As I reported at the time, Dr Dean appears as a new face to many. Patient comments under my previous report indicate that he is popular with some of the users of his own clinic. As a GP, Dr Dean is also better known in other clinical circles, especially sexual medicine. However, he is not a figure who has been part of historical discussions around policy in this area, nationally or internationally.

A fresh face is not necessarily a bad thing. Progress to modernise gender identity treatment in England has been dogged for years by decades-old enmities which have lapsed into traditions of who wouldn't speak to whom. Dr Dean has also now become a member of the Parliamentary Forum on Gender Identity, which brings him closer to some of the national stakeholder conversation.

The fact that an inter-collegiate committee set up in 2002 has taken more than a decade to produce best practice national treatment guidelines because of a standoff between clinicians and stakeholders is a strong indication of a need for change.

On the other hand, change of a kind that brings all sides forwards in a field like this requires exceptional qualities of diplomacy, backed by good understanding of the political history and why the differences exist. In this respect the new appointee looks as though he may have stumbled at the first hurdle.

The big question will be how he recovers from this and whether he can succeed in unifying rival interests whose conflicting beliefs have dogged progress for years.

However, there is the even greater question of whether any alternate figure would be any more acceptable to everyone. Chairing this kind of rats nest is not a mission for the faint-hearted.

Policy development

NHS policies in an area such as this fall into two main categories.

There are commissioning policies (and their associated service specifications) which are used to express the rationale for why the NHS needs to provide a particular kind of service, the circumstances when patients would qualify to be referred, what the outcome goals of the treatment should be, and what the service should and should not cover.
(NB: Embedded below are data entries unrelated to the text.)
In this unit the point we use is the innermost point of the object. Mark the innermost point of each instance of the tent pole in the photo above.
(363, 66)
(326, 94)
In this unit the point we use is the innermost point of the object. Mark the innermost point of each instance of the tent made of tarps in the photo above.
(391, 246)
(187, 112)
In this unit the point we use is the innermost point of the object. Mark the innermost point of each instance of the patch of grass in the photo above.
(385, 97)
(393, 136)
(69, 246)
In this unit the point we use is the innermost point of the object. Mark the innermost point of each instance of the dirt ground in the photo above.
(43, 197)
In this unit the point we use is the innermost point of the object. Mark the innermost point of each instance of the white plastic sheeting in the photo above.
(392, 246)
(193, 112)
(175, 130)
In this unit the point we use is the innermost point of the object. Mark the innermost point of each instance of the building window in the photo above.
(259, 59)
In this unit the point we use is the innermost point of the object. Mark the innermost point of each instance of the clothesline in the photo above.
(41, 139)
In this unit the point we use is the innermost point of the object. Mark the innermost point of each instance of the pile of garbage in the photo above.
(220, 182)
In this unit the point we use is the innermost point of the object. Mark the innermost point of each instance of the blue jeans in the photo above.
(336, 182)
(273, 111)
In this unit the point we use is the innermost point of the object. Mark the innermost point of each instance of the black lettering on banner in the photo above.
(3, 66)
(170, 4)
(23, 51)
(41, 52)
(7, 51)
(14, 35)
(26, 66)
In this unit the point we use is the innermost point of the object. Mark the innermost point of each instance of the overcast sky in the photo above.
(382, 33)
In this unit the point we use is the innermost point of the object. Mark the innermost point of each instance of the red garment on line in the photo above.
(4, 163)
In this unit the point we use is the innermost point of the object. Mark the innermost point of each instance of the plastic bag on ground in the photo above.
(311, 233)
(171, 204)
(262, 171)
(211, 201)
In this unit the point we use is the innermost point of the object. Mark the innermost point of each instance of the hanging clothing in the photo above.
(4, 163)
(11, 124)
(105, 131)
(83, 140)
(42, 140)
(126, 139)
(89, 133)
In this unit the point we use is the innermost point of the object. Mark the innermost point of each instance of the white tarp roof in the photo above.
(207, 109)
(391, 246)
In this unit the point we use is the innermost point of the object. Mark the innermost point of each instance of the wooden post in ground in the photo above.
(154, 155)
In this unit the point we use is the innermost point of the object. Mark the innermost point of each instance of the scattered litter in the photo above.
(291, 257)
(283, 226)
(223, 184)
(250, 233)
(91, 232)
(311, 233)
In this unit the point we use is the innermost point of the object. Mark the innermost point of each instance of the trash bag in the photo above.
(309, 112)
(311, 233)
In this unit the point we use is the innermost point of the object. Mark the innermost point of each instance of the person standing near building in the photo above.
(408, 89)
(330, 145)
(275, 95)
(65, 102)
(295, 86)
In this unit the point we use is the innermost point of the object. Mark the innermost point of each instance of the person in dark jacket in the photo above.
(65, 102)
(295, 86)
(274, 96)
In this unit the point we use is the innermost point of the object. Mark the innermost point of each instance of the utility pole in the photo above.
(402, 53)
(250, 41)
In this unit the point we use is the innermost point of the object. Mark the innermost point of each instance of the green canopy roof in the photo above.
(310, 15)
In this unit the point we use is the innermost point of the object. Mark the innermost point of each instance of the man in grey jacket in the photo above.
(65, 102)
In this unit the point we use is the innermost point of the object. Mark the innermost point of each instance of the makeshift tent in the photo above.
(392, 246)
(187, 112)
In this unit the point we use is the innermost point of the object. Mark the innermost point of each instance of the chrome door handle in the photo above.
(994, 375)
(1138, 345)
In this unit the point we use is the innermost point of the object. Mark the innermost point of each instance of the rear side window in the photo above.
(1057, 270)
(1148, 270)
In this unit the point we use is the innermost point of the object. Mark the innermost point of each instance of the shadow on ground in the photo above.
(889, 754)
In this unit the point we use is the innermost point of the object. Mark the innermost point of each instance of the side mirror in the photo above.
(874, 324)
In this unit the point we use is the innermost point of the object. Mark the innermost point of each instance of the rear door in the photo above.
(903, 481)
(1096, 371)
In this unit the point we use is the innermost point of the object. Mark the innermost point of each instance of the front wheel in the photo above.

This is the basis on which clinical organisations are invited to contract to provide the specified service. It is also the basis for calculating the amount of provision to be budgetted each year, based on agreed standard 'tariffs' for the specified interventions.

Work on developing a national standard commissioning policy and service specifications for England had been centred around the combination of documents which I myself helped the Yorkshire and Humberside Specialist Commissioning Group to develop several years ago, plus a derivative of that policy, developed by NHS East Midlands. The differences between the two mainly concerned the specifics of which surgical interventions the two NHS regions had been prepared to fund. The consultation to develop the offspring policy from these two parents had been led by commissioners from the NHS South East region, and the consultative process involving stakeholders had been productive as far as I can see.

There are also policies which clinicians need to agree among themselves for what is good practice to deliver the care required. Traditionally in the UK this has been far less standardised.

Clinicians will all claim to follow (broadly) the international guidance published by the World Professional Association for Transgender Health (WPATH). However, in practice, those clinicians also reserve the right to deviate from the guidelines on the basis of their clinical judgement. The seventh and most recent version of the WPATH guidelines was released in September 2011, with significant changes to recommended protocols. Nevertheless, extant practice has lagged behind, as clinicians are conservative about change.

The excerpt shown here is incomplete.